The moral of this story is that Bob Dylan is worth a few stitches in the head. Lá Breithe Shona, Bobby D

Clare Sands is a Cork-based singer-songwriter

 Hank Wedel 

Hank Wedel.
Hank Wedel.

Bob Dylan is not known to be partial to sing-alongs. Fly-by-night attendees of his shows lay down their bandanas and complain they didn’t recognise any “hits”.

To the dedicated Bobcat, of course, the more obscure and twisted the song performed, the better.

I attended an early ‘90s Bob show at the Point Theatre and witnessed a rare event. As Bob sang It Ain’t Me, Babe, his idiosyncratic delivery of the “No No No” sections were increasingly drowned out by the crowd bellowing back at him “NO! NO! NO!” After the very last chorus, he beseeched the crowd: “Do that again! You sound so beautiful to me!” Everyone there, at the top of their lungs, joined in. Spine-tingling!

Hank Wedel is a Cork-based singer-songwriter

Susan O’Neill (SON)

SON, Susan O'Neill.
SON, Susan O'Neill.

I love Don’t Think Twice. Having sung it for years, I find it inspiring and cathartic. A story recalled, immaturity painted, precious time wasted, yet still an undercurrent of kindness sits beneath the surface of this bitter-sweet finger-picking report of stoic heartbreak.

The lyrics and delivery penetrate straight to the heart.
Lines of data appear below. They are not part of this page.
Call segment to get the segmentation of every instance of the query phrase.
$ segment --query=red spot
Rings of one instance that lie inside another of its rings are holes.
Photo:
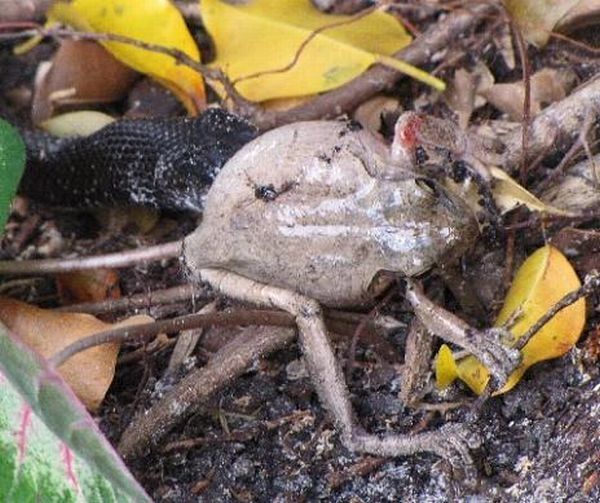
[[[17,448],[19,449],[19,464],[25,460],[25,452],[27,451],[27,430],[31,425],[31,407],[24,405],[21,409],[21,424],[15,433],[17,437]]]
[[[400,141],[402,144],[411,149],[416,147],[419,130],[422,125],[422,117],[417,114],[411,114],[404,127],[400,130]]]
[[[62,454],[63,463],[65,465],[65,472],[67,473],[67,477],[71,481],[71,484],[73,484],[73,487],[77,491],[79,491],[79,484],[77,483],[77,475],[75,475],[75,466],[74,466],[75,457],[73,456],[73,451],[71,449],[69,449],[69,447],[65,443],[62,443],[62,445],[60,446],[60,451]]]

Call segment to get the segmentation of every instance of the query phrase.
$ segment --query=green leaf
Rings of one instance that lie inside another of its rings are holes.
[[[0,501],[150,501],[62,378],[2,324]]]
[[[6,224],[10,203],[25,168],[25,145],[8,122],[0,119],[0,234]]]

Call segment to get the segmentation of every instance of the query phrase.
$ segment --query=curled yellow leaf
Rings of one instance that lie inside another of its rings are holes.
[[[183,17],[167,0],[58,0],[48,11],[48,21],[178,49],[200,61],[198,47]],[[178,64],[171,56],[131,44],[102,42],[102,45],[126,65],[170,89],[190,113],[204,108],[204,83],[198,72]]]
[[[391,57],[411,37],[380,10],[334,16],[320,12],[310,0],[251,0],[245,5],[202,0],[200,7],[216,46],[213,64],[252,101],[328,91],[375,63],[444,88],[439,79]],[[224,95],[222,89],[216,91]]]
[[[495,325],[502,326],[517,315],[511,328],[513,338],[509,341],[513,346],[550,308],[580,286],[581,282],[566,257],[553,246],[544,246],[530,255],[517,271]],[[579,339],[584,325],[584,299],[559,311],[521,350],[521,364],[495,394],[512,389],[531,365],[568,352]],[[443,388],[459,378],[475,393],[481,394],[490,377],[487,368],[474,356],[454,362],[450,350],[442,349],[436,362],[438,387]]]

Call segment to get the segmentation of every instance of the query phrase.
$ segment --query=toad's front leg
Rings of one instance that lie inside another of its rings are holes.
[[[406,279],[406,299],[430,332],[479,358],[496,378],[497,385],[502,386],[521,362],[520,352],[503,343],[503,339],[510,339],[506,329],[474,329],[458,316],[434,304],[410,279]]]
[[[319,398],[333,414],[348,449],[379,456],[433,452],[448,459],[469,481],[474,480],[475,468],[469,448],[477,447],[478,438],[466,426],[448,424],[438,431],[417,435],[377,436],[365,433],[355,424],[348,388],[327,337],[318,302],[220,269],[202,269],[199,274],[225,295],[294,315],[300,345]]]

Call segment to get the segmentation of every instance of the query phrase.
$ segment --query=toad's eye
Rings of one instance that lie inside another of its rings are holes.
[[[422,164],[425,164],[428,160],[429,156],[427,155],[427,152],[425,152],[425,149],[421,145],[419,145],[415,149],[415,161],[417,161],[417,165],[421,166]]]

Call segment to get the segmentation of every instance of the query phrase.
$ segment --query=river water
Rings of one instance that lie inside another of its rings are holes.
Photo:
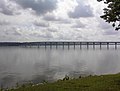
[[[65,75],[101,75],[120,72],[120,47],[99,46],[82,49],[65,47],[0,47],[0,85],[12,87],[16,83],[44,80],[54,81]]]

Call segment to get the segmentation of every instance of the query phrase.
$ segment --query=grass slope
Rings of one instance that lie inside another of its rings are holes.
[[[89,76],[41,85],[27,85],[9,91],[120,91],[120,74]]]

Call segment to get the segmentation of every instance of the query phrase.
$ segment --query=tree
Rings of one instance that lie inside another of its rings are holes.
[[[106,22],[112,23],[115,30],[120,29],[120,0],[97,0],[103,1],[107,4],[107,8],[104,8],[104,15],[100,16]]]

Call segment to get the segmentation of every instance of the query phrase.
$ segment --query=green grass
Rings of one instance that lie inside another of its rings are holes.
[[[8,91],[120,91],[120,74],[59,80],[35,86],[29,84]]]

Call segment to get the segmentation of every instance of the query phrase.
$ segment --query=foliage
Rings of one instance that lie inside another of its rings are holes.
[[[112,23],[115,30],[120,29],[120,0],[97,0],[104,1],[107,8],[104,8],[104,15],[101,16],[106,22]]]

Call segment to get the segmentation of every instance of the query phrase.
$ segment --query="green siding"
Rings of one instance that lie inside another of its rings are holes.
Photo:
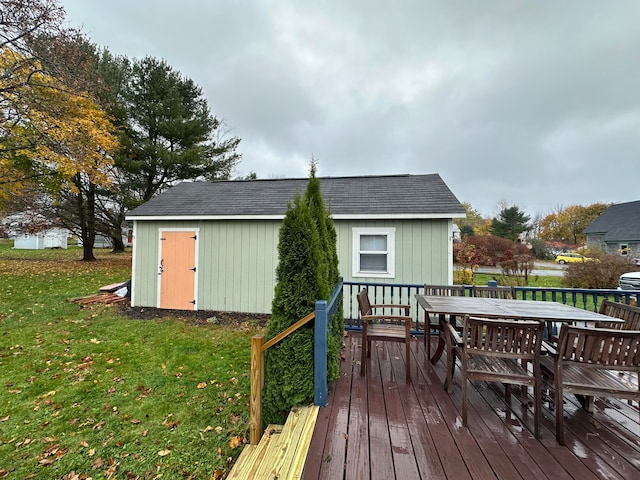
[[[345,281],[380,283],[449,283],[452,275],[449,229],[451,221],[336,221],[340,273]],[[395,227],[395,277],[354,277],[352,270],[354,227]]]
[[[280,221],[137,221],[134,239],[133,301],[158,304],[160,229],[199,229],[200,310],[270,313],[275,288]],[[346,281],[450,283],[451,220],[335,221],[340,273]],[[352,276],[353,227],[395,227],[395,278]]]
[[[199,308],[268,313],[280,222],[203,222]]]

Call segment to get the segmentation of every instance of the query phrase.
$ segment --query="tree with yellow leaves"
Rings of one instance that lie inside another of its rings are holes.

A half-spoken, half-sung narrative has me in the minds of both victim and villain.

The timeless journey flickers with vulnerability, strength, depletion, sorrow, peace and love.

From the cutting remark: “I once loved a woman, a child I am told / I give her my heart but she wanted my soul” to the tender “I ain’t sayin’ you treated me unkind / You could have done better but I don’t mind” carries me through a withdrawal of forlorn passion.

What a gem. Thank you, Mr Bob Dylan.

Susan O’Neill, aka SON, is a Clare-based singer-songwriter

John Kelly

John Kelly.
John Kelly.

My favourite Bob Dylan song? Well, it all depends on which me you’re talking about and, of course, which Bob. It might be a song that I hear today – one that I didn’t quite get when I was in my teens; or it might be a song directly from those teenage years that has held me steady for decades. It might also be whatever I need to hear at any given moment but, for the sake of argument, let’s go with Brownsville Girl.

Co-written with Sam Shepard, it’s a sweeping, conversational epic in which Dylan pulls a trick, not for the first time, where the woman he’s speaking to is not the woman he’s speaking about; the woman he’s singing about is not the woman he’s with. It touches on creativity, inspiration, anxiety, love and the complicated end of love.

What’s it about? I don’t know. It’s about 11 minutes.